After all character pairs are processed, array paramsatu is compared with array name compariso1 that contains 4e,4e,0 that already initialized on the main function. If the comparison is true, we should get our input hashed with sha256 and the value xor with global variable aJ

Xor hash of our input with global array aJ
Value for array aJ

Now how do we get the correct input? Bruteforce the character did not seems feasible (3 ** 310) and the key to xor encrypted value is the hash of our input. To analyze this thing easier, I try to duplicate code to C to analyze every parameter.

Simulation of the function to trace each parameter value after pair input

After trying the simulation, I know that every pair of our inputs would process paramsatu.
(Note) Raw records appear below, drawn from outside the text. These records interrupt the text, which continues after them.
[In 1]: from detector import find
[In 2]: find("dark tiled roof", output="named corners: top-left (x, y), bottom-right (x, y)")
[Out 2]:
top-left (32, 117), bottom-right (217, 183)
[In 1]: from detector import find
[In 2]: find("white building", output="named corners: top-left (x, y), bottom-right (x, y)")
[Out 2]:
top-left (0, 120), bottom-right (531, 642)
In the example, if we try to input 12, paramsatu would change from 9c,0,0 to 49,53,0

Pair input after input 12

If we input 21, we should view paramsatu changed from 49,53,0 back to 9c,0,0

Pair input after input 21

Some value would come back to the value that we already visited. This problem can be mapped as a simple graph below.

Problem mapped as a graph

After I know that this problem can be represented with a graph problem, I had the idea to solve this problem using BFS (breadth first search) to find the shortest path to make sure paramsatu had value 4e,4e,0. If we found the parameter input had a value that already exists, stops the traverse for the node. Our success input would be represented as traverse path from the beginning node that had value 9c,0,0 to final found node that had value 4e,4e,0. Below is the implementation of the code.

BFS code to bruteforce path

Run the script, and we should find the traverse output had a length 310, a length that exactly the program wants.

Run the BFSode, which would return a string that had a length of 310

Let's input this code

input the code would return the flag

And we got the flag that appeared on the output


I had so much fun doing reverse engineering challenges from this CTF, especially with challenge “Pagarin”, which contains anti-decompiler, anti-debugging techniques that trap me for an hour, and had some algorithm stuff like BFS, kindly rare on the local CTF used this approach as solving method. Congratulations to the winner and thanks to the problem setter who already provided us with good CTF.